Abū Hāmid Muhammad ben Muhammad al-Ġazālī era nato a Tus (nell’attuale Iran) nel 1058 Fu professore di filosofia, teologia e diritto a Baghdad. A trentasette anni, nonostante il successo e la stima conquistata negli ambienti accademici, conobbe una profonda crisi spirituale, che descrisse in questi termini: “Ho esaminato le motivazioni che mi guidavano nel mio insegnamento e ho capito che non si trattava di un semplice desiderio delle cose di Dio, ma che l’impulso che mi muoveva era il desiderio di conquistare una posizione influente e il riconoscimento pubblico”. Questa presa di coscienza lo spinse ad abbandonare il mondo per diventare un sufi pellegrino. Dopo undici anni passati in meditazione e in ritiro, si lasciò convincere dal Sultano dell’epoca a tornare ad insegnare nella città di Baghdad. Ma solo per poco tempo. Ben presto decise infatti di ritirarsi nella città natale, dove visse gli ultimi tempi della sua vita con pochi discepoli in un convento sufi, dove morì il 19 dicembre 1111 (15 Jumaada Thaani 505). Le sue numerose opere, tra cui la più famosa è Il Ravvivamento delle Scienze della religione, sono notevoli per vigore e sottigliezza dottrinale, nonché per il grande spirito di tolleranza.
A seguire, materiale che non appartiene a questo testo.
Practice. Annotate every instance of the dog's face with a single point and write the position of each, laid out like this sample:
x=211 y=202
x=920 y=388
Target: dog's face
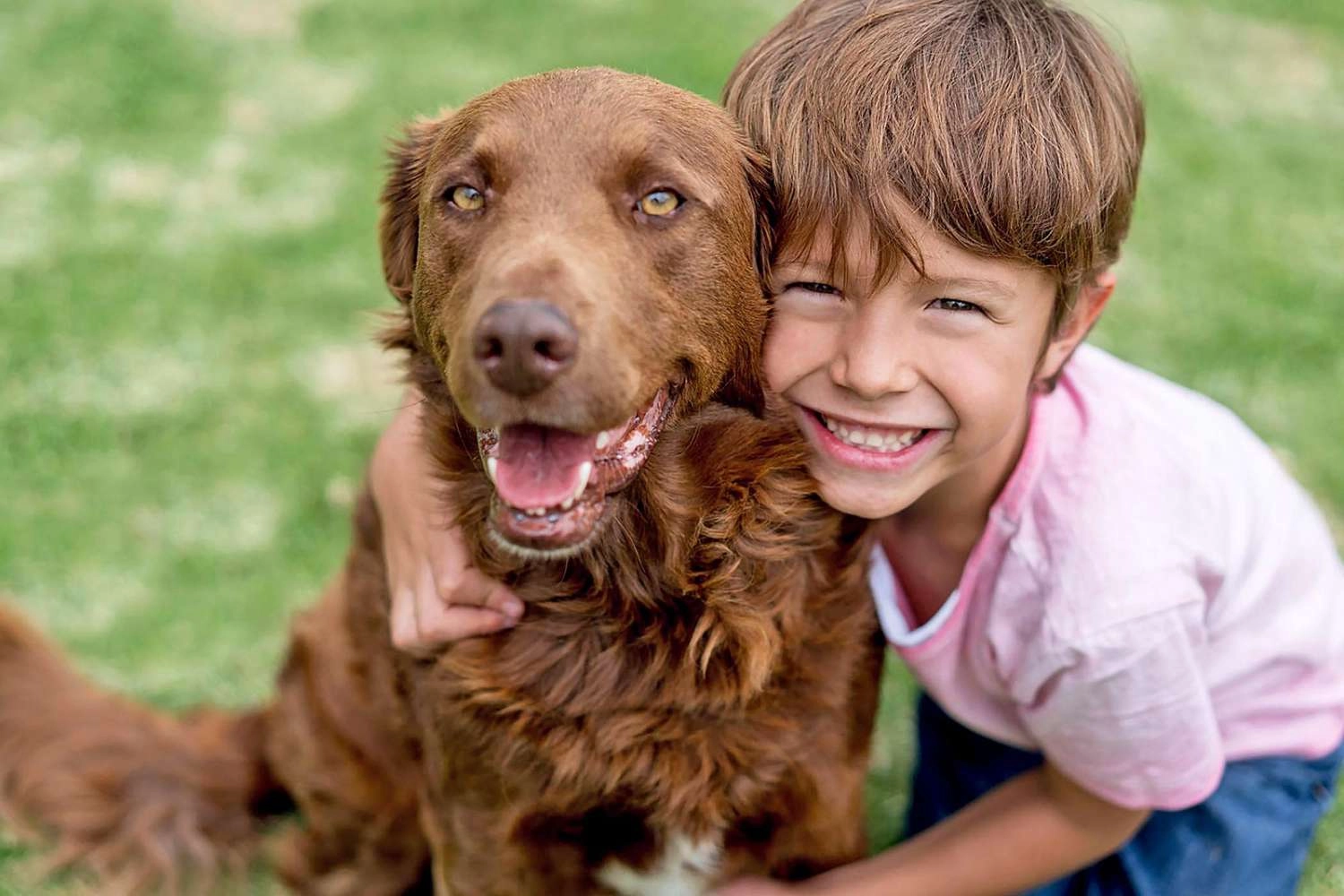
x=580 y=255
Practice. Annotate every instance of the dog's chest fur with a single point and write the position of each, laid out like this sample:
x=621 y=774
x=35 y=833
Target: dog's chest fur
x=667 y=689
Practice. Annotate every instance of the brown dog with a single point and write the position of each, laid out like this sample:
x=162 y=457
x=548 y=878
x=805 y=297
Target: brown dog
x=691 y=691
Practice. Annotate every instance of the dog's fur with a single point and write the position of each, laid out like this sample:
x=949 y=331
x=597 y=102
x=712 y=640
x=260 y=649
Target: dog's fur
x=691 y=694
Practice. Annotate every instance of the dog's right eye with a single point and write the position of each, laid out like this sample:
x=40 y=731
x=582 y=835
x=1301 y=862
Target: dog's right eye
x=465 y=198
x=660 y=203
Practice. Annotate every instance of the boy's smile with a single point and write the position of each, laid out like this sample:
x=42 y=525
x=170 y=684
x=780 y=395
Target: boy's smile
x=914 y=392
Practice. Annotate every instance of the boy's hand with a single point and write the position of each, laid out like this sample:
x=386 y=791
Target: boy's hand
x=437 y=597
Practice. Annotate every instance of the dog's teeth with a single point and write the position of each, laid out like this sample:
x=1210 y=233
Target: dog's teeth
x=585 y=471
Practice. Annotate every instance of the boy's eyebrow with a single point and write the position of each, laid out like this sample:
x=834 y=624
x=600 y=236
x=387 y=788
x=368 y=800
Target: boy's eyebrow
x=970 y=284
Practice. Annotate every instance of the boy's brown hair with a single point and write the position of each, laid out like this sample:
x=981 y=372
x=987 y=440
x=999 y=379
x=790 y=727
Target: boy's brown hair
x=1010 y=125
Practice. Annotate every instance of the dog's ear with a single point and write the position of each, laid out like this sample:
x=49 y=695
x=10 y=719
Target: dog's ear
x=744 y=386
x=398 y=228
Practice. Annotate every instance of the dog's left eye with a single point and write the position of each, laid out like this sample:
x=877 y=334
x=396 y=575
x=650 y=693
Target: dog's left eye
x=660 y=203
x=465 y=198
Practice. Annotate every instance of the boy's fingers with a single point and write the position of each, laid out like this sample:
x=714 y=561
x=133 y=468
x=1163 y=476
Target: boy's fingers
x=405 y=629
x=473 y=589
x=456 y=624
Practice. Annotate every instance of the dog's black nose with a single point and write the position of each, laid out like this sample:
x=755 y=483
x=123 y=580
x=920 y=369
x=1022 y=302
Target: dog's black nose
x=524 y=344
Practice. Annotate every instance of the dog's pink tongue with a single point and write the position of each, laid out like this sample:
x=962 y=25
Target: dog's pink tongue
x=539 y=466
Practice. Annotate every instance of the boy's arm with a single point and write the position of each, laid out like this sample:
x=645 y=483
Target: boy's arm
x=437 y=597
x=1032 y=829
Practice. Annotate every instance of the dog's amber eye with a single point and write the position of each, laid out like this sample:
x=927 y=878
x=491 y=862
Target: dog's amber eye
x=660 y=202
x=465 y=198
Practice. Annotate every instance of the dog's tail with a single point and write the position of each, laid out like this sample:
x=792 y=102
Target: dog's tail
x=139 y=798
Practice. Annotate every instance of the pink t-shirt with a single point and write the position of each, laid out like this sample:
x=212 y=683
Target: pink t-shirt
x=1152 y=597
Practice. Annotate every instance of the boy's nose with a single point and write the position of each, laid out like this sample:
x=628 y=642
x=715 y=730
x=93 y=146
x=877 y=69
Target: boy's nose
x=873 y=374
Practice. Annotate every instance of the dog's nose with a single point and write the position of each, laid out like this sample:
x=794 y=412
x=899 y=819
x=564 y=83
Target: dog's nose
x=524 y=344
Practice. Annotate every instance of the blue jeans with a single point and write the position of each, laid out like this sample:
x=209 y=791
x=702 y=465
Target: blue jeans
x=1249 y=839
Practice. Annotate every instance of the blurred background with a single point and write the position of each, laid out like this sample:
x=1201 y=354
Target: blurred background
x=188 y=280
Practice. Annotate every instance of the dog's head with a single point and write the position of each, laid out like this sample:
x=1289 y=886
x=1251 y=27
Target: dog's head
x=580 y=254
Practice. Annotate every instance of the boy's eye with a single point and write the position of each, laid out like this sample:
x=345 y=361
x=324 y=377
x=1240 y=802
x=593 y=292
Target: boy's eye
x=956 y=306
x=825 y=289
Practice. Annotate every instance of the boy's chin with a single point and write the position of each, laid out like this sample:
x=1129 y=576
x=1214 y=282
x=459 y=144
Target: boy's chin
x=859 y=495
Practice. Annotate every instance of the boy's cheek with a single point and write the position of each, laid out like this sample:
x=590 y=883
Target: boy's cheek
x=793 y=349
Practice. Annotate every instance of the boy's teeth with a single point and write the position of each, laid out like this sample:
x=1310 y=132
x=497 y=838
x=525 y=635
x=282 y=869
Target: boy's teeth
x=873 y=440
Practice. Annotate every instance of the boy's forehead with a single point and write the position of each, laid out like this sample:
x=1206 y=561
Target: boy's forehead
x=941 y=260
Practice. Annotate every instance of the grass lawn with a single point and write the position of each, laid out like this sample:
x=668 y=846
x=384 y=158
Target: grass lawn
x=188 y=269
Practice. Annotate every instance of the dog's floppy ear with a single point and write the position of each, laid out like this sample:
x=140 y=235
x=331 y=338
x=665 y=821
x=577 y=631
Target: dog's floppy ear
x=744 y=386
x=398 y=230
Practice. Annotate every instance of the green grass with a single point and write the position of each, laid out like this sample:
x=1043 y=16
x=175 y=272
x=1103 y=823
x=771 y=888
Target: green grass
x=187 y=269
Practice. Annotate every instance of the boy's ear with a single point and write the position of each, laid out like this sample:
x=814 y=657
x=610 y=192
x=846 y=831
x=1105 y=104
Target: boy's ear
x=1091 y=298
x=398 y=228
x=742 y=386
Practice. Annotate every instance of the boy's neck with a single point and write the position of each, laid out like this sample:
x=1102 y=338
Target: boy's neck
x=930 y=541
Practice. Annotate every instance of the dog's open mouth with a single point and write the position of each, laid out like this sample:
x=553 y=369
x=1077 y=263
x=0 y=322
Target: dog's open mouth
x=551 y=485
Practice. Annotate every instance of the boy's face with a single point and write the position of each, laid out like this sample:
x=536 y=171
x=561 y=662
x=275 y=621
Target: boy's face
x=914 y=392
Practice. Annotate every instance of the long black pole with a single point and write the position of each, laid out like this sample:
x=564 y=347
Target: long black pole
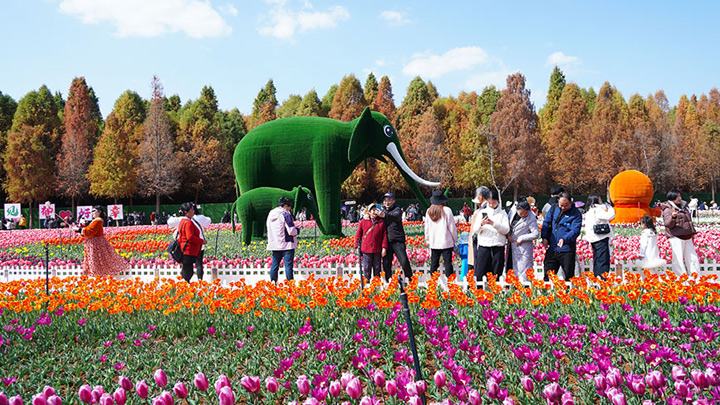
x=413 y=345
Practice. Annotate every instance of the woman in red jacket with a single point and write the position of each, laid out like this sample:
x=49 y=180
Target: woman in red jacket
x=189 y=239
x=371 y=238
x=100 y=258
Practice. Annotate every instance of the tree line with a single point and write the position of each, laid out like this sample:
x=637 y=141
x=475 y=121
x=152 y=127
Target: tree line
x=53 y=147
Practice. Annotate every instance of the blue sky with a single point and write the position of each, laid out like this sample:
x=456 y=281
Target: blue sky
x=237 y=45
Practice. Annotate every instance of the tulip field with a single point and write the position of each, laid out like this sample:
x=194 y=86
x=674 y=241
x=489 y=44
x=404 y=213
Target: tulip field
x=647 y=339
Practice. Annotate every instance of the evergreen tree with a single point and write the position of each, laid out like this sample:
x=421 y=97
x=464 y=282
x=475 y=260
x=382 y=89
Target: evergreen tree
x=349 y=100
x=552 y=102
x=371 y=90
x=75 y=155
x=384 y=102
x=289 y=107
x=113 y=172
x=310 y=105
x=159 y=168
x=328 y=100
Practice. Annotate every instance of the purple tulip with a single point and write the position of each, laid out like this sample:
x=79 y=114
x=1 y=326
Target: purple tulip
x=142 y=389
x=180 y=390
x=226 y=396
x=221 y=382
x=160 y=378
x=391 y=387
x=335 y=388
x=252 y=384
x=56 y=400
x=48 y=391
x=354 y=389
x=474 y=397
x=120 y=396
x=201 y=382
x=125 y=383
x=271 y=384
x=379 y=378
x=39 y=399
x=527 y=383
x=85 y=394
x=440 y=378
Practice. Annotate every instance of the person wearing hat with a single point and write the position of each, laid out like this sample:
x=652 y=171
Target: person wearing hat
x=482 y=194
x=371 y=238
x=392 y=216
x=282 y=238
x=440 y=232
x=201 y=222
x=491 y=228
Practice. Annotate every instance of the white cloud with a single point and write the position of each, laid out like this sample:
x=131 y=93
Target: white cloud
x=394 y=18
x=432 y=66
x=151 y=18
x=229 y=9
x=283 y=22
x=560 y=59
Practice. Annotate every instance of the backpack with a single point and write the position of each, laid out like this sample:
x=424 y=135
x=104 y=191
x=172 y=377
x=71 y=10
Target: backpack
x=175 y=251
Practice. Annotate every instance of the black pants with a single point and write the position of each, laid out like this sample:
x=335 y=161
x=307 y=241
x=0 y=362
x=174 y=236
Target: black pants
x=554 y=260
x=601 y=257
x=398 y=249
x=435 y=260
x=188 y=262
x=489 y=260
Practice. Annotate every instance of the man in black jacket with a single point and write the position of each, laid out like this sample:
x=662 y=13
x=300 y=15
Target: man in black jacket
x=392 y=215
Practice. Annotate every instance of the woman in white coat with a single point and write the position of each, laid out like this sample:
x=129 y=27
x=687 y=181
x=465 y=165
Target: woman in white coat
x=523 y=232
x=598 y=233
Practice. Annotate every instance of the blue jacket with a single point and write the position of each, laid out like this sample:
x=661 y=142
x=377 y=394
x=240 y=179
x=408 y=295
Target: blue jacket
x=568 y=228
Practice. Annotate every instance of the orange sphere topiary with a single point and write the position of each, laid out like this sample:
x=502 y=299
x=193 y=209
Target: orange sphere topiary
x=631 y=193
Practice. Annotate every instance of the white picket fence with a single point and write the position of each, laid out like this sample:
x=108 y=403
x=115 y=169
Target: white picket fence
x=251 y=275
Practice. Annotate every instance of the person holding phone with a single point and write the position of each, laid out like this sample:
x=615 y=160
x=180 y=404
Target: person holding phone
x=491 y=230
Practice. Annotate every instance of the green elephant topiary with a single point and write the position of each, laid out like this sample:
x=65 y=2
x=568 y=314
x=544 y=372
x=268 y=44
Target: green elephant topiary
x=319 y=153
x=253 y=207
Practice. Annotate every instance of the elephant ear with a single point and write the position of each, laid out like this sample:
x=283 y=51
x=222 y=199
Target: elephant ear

I testi che la liturgia odierna propone alla nostra riflessione sono tratti da:
Libro dei Giudici, cap. 13,2-7.24-25a; Salmo 71; Vangelo di Luca, cap.1, 5-25.

La preghiera del Sabato è in comunione con le Comunità ebraiche della diaspora e di Eretz Israel.

Per stasera è tutto, noi ci si congeda con una citazione di Abū Hāmid al-Ġazālī, tratta dal suo “L’amore di Dio” (EMI). Che è, per oggi, il nostro

PENSIERO DEL GIORNO
Sappi che l’amore è cosa lodevole e la sua manifestazione esteriore è anche cosa lodevole. Ciò che è basimevole è farne ostentazione, quando vi si include il proclamarlo e il farsene vanto. Il dovere dell’amante di Dio è che siano le sue opere e i suoi stati spirituali a parlare del suo amore segreto, piuttosto che le sue parole e le sue opere esteriori. Egli deve manifestare il suo amore senza avere l’intenzione di manifestarlo, né di manifestare l’opera che indica il suo amore. Anzi l’intenzione dell’amante dev’essere quella di informarne soltanto il Beneamato. Quanto alla sua volontà di informarne altro da Lui, questo sarebbe attribuire a Lui dei soci nell’amore e corrompere il suo significato. Come si riporta nel Vangelo: “Quando invece tu fai l’elemosina, non sappia la tua mano sinistra ciò che fa la tua destra e Colui che vede nel segreto ti ricompenserà pubblicamente. E quando digiuni, lavati il viso e profumati la testa, affinché nessun altro, tranne che il tuo Signore, ne sappia qualcosa”. […] Una delle cause per cui l’ostentazione dell’amore è detestabile è questa: che se l’amante è un iniziato e conosce gli stati degli Angeli, il loro amore eterno e il desiderio appassionato con il quale giorno e notte glorificano Dio, senza cessare né disubbidire a Dio in ciò che ha comandato loro; sente allora disdegno per se stesso e per la manifestazione del suo amore, perché saprà prontamente che è tra i più vili amanti di Dio nel Suo regno, e che il suo amore è il più imperfetto amore d’ogni amante di Dio. (Abū Hāmid al-Ġazālī, L’amore di Dio).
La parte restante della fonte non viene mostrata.